以後、現場で多くのドキュメンタリー映画に携わる。2021年に長編第2 作『東京自転車節』が全国劇場公開となった。
『東京自転車節』よりⓒノンデライコ/水口屋フィルム


インタビュー 
漕いで、稼いで見えてきた町と人 青柳拓さん

(映画『東京自転車節』監督)

地位なし、職なし、貯金なし。2020 年春、若きドキュメンタリー監督は、
緊急事態宣言下の東京へひとり向かった。
巷で流行りの自転車配達員として大都会を駆け抜け、
自ら撮り続ける日々。

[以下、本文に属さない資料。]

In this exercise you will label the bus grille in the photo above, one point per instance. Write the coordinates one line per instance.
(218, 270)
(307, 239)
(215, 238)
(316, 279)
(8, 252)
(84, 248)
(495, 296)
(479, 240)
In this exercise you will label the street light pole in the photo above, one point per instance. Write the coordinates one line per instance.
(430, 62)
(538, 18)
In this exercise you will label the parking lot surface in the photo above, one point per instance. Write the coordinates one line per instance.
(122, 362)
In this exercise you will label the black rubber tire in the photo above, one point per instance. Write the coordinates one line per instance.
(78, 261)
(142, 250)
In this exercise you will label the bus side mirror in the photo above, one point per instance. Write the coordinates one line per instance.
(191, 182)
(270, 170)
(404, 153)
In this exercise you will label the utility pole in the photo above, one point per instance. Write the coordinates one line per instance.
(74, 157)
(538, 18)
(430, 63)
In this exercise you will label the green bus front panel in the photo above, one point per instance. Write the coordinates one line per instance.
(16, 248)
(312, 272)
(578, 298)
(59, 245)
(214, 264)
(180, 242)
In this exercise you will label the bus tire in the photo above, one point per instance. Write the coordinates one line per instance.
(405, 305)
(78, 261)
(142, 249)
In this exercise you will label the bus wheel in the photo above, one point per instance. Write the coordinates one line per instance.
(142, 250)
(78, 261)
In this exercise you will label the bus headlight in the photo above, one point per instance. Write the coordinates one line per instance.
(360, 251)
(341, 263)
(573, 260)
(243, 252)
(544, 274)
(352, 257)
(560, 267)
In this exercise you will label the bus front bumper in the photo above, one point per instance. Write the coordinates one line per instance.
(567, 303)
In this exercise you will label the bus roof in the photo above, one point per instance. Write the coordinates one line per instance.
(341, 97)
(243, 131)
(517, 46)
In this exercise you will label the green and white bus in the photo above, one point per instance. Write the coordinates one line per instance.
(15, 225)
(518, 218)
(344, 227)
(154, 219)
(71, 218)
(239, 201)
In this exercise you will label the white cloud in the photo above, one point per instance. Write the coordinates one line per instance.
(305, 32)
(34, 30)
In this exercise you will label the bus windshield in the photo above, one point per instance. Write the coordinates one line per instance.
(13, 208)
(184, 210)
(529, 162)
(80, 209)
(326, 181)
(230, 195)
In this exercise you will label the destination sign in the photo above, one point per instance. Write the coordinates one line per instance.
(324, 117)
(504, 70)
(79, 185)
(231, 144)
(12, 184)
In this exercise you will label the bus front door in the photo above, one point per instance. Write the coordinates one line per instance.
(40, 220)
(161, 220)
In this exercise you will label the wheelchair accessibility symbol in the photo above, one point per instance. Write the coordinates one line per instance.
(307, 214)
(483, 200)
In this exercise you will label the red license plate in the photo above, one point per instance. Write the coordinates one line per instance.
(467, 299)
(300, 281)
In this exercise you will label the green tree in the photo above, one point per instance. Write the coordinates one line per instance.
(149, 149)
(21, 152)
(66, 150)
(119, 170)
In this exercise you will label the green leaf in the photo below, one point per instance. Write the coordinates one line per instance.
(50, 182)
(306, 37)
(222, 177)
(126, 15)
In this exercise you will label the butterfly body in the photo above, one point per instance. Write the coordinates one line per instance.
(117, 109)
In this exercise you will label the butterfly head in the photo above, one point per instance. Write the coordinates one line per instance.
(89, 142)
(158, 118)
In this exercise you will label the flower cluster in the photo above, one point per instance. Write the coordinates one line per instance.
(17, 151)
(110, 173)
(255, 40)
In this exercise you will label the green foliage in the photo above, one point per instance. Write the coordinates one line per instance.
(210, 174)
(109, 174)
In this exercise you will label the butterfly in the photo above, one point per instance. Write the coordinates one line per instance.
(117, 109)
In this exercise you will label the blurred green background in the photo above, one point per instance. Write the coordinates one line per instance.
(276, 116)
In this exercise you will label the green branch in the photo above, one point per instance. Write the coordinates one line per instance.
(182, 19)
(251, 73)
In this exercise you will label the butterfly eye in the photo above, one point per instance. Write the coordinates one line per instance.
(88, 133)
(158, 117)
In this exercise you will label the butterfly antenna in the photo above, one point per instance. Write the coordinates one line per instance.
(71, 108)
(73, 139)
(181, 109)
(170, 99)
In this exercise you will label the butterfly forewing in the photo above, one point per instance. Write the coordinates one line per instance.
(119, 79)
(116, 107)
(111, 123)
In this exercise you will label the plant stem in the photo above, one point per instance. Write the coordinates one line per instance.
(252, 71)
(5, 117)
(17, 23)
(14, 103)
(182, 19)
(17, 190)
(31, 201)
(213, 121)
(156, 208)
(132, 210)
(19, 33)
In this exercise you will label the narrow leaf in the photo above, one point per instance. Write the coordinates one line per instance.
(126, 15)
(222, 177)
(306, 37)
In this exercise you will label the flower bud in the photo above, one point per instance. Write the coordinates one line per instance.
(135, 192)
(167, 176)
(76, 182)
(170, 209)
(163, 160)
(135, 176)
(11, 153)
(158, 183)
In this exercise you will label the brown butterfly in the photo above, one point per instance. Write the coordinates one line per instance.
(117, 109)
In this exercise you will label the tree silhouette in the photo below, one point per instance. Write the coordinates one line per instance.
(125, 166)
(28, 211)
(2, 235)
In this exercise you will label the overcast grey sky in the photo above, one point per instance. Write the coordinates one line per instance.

その目に映った景色とは。

 

監督ではなく、労働者として 

─『ひいくんのあるく町』に続く長編ドキュメンタリーを撮った背景には、ご自身の奨学金返還があったとか。
その額550万円!

青柳:借りたお金だから自分で返したい。
それも映画を撮って返したいと前々から考えていました。
そこで奨学金返済をテーマにしたドキュメンタリーを計画していたんです。
企画が新型コロナで中断し、どうしようか困っていたとき、
大学の先輩で映画プロデューサーの大澤一生 さんから、
「ウーバーイーツで稼ぎながら、コロナ禍の東京を撮らないか」と連絡が来たんです。

 

─それがこの夏公開された『東京自転車節』です。スマートフォンと小型アクションカメラのGoProで全編撮影され、
躍動感のあるセルフドキュメンタリーとして話題になりました。

青柳: 2020年の春、初めての緊急事態宣言で人影の消えた東京で、
仕事と撮影を始めました。あの大都会の状況下、さっそうと自転車で配達する姿が、
人と人をつなぐヒーローに見えたんです。搾取されている現実も感じましたが、
それでも働く人たちにリスペクトしたかった。
「頑張れば1日に2万円くらい稼げる」と友人から聞き、「これで奨学金が返せる!」。

─ところが現実は……
青柳:思ったほど稼げない。それ以上に人との接触がないんです。
商品を手渡すにしてもドア越しで、相手の手しか見えない。
ウイルスを運んでいるというか、疎ましく見られているような印象も受けました。